There is nothing more desirable for cut flower work than this. Its waxy, white and very sweet flowers do not wither soon, and hence are far superior to orange blossoms for decorating the hair, or for any other similar use in floral ornamentation. The misfortune is that it does not bloom till May in our gardens. If it could be brought out in Winter, its value would be inestimable. We give from the Gardener's Chronicle, an account of one successful effort to advance it:

"It would be difficult to point to any sweet-scented flower as being held in higher general estimation than Stephanotis floribunda. Its snowy, wax-like blossoms are alike beautiful, growing on the plant, as they are fitting for the wreath intended to deck the brow of the bride. It is a flower equally valuable to the many who have to provide for the no small requirements of private establishments as it is to the grower for market, who knows he can always calculate upon making a high price for it if he can only get it in early enough at a time when it is necessarily scarce. Its naturally free-flowering habit when it receives the treatment it requires, makes it plentiful in summer, but it is in the early spring that it is most prized, and Mr. Baker, who so ably practises the gardener's art at Coombe, has hit upon a way by which he is able to have it in bloom each year in April. The plant occupies a position on the north end of a span-roofed house running north and south, and is trained on the roof in the usual way. About the end of August each summer, it is freely cut in, the shoots shortened to less than half the length of the house, and all weak growths removed, it is then started into growth and kept going all through the autumn, and slowly during the winter as well.

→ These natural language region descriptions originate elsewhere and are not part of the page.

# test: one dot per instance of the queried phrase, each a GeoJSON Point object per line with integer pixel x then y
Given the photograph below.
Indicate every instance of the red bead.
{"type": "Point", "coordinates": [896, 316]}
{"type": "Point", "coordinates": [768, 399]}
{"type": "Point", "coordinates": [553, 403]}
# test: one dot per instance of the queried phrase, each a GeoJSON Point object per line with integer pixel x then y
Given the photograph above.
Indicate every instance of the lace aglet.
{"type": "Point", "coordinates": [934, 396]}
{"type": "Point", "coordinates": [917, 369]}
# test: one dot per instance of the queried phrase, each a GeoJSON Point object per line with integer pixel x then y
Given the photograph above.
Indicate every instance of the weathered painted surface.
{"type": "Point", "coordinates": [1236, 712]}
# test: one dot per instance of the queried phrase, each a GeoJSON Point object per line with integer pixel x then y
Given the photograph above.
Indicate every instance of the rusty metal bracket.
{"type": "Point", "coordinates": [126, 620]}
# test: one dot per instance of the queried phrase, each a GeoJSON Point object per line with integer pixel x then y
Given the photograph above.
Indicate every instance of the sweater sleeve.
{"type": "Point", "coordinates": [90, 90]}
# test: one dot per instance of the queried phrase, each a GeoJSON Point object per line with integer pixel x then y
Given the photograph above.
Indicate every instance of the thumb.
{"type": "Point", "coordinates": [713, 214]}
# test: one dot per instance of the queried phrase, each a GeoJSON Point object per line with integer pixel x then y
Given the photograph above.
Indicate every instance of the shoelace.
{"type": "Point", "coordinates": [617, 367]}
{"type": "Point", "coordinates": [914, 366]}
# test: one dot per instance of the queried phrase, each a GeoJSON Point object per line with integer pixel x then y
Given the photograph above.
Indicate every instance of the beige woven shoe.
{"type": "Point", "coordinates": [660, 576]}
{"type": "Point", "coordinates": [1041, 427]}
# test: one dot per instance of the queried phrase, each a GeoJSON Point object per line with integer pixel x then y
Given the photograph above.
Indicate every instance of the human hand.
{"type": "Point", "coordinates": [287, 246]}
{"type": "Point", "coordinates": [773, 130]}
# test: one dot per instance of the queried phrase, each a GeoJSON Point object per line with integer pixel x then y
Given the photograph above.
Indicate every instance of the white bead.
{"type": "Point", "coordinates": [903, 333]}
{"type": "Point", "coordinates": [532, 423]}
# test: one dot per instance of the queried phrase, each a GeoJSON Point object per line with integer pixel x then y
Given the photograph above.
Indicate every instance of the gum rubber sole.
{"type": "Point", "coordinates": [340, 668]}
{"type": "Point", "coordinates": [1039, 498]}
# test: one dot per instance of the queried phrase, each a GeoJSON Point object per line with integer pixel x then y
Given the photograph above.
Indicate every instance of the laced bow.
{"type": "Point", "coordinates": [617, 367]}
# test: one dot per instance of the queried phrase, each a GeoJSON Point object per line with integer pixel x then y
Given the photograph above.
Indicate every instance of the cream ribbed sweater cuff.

So managed, it sets flowers as the young wood is formed, just in the way usual with spring-made growth, and begins to open in April. It continues in blooming for a long time; in fact the quantity of flowers it produces under this treatment is something unusual. By this method the plant is kept free from weak shoots, and its leaves are almost as broad as those of a common laurel. The house is used for flowering Eucharis amazonica and other things that need a similar temperature through the winter, consequently there is heat enough to keep it on growing during the season when this plant is generally at rest. Mr. Baker has other plants of Stephanotis which he treats in the ordinary way, that succeed it in blooming, and he is thus able to have a constant supply from early spring until the autumn is well on".